AEROBIC EXERCISE vs. TAI CHI
Aerobic exercise is often suggested as a first line treatment for fibromyalgia. However, as recently as 2017 that could change. In a review, researchers report those of us with fibro may see little to no difference in our pain and physical function from aerobic exercise. Quote, “We downgraded the evidence owing to the small number of included trials and participants across trials, and because of issues related to unclear and high risks of bias (performance, selection, and detection biases). Aerobic exercise appears to be well tolerated (similar withdrawal rates across groups), although evidence on adverse events is scarce, so we are uncertain about its safety.” There is some research to suggest the way our body responds to exertional demands could play a role in our intolerance to aerobic exercise, such as running, biking, or other physical activities that increase our heart rate.

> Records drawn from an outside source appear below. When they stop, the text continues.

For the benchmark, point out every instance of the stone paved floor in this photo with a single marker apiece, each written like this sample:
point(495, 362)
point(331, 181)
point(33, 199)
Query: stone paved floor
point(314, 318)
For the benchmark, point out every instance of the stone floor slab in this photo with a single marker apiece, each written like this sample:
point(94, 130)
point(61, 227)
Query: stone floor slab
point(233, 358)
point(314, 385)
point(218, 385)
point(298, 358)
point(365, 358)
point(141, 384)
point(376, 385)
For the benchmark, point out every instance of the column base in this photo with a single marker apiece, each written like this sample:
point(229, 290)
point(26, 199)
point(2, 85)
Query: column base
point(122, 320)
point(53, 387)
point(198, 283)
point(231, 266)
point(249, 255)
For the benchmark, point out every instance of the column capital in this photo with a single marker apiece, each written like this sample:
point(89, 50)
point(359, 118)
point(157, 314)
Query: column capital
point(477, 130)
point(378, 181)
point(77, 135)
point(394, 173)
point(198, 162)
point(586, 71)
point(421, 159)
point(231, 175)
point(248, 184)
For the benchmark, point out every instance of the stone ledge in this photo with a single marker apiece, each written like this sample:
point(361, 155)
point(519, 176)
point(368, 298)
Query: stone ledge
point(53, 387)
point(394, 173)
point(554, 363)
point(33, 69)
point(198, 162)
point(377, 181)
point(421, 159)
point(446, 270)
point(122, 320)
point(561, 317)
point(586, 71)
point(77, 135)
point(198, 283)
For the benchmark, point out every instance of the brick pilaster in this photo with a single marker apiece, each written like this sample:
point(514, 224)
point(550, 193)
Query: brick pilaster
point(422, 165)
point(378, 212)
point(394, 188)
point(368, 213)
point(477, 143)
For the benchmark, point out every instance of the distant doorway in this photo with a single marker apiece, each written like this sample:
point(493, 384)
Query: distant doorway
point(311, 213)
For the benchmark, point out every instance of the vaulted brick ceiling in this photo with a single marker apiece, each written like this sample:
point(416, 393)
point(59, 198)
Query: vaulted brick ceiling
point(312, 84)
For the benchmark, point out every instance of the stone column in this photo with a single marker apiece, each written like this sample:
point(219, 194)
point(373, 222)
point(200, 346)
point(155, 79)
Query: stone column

There is a great deal of evidence to suggest tai chi is beneficial for improving fibromyalgia symptoms and mobility. Maybe that’s because our autonomic nervous system tolerates the gentle movements of tai chi better than aerobic exercise. A randomized controlled trial published on March 23, 2018 looked at the effects of tai chi training in relationship to heart rate variability, symptoms, and muscle fitness in women with fibromyalgia and suggest tai chi may be effective for improving autonomic balance, pain, fatigue, strength and flexibility in women with fibromyalgia. And, a study published March 21, 2018 found “tai chi mind-body treatment results in similar or greater improvement in symptoms than aerobic exercise”.
It’s important for anyone with chronic pain to keep moving. And, when it comes to fibromyalgia, it appears the positive results are more likely if the practice of mindfulness is included with exercise.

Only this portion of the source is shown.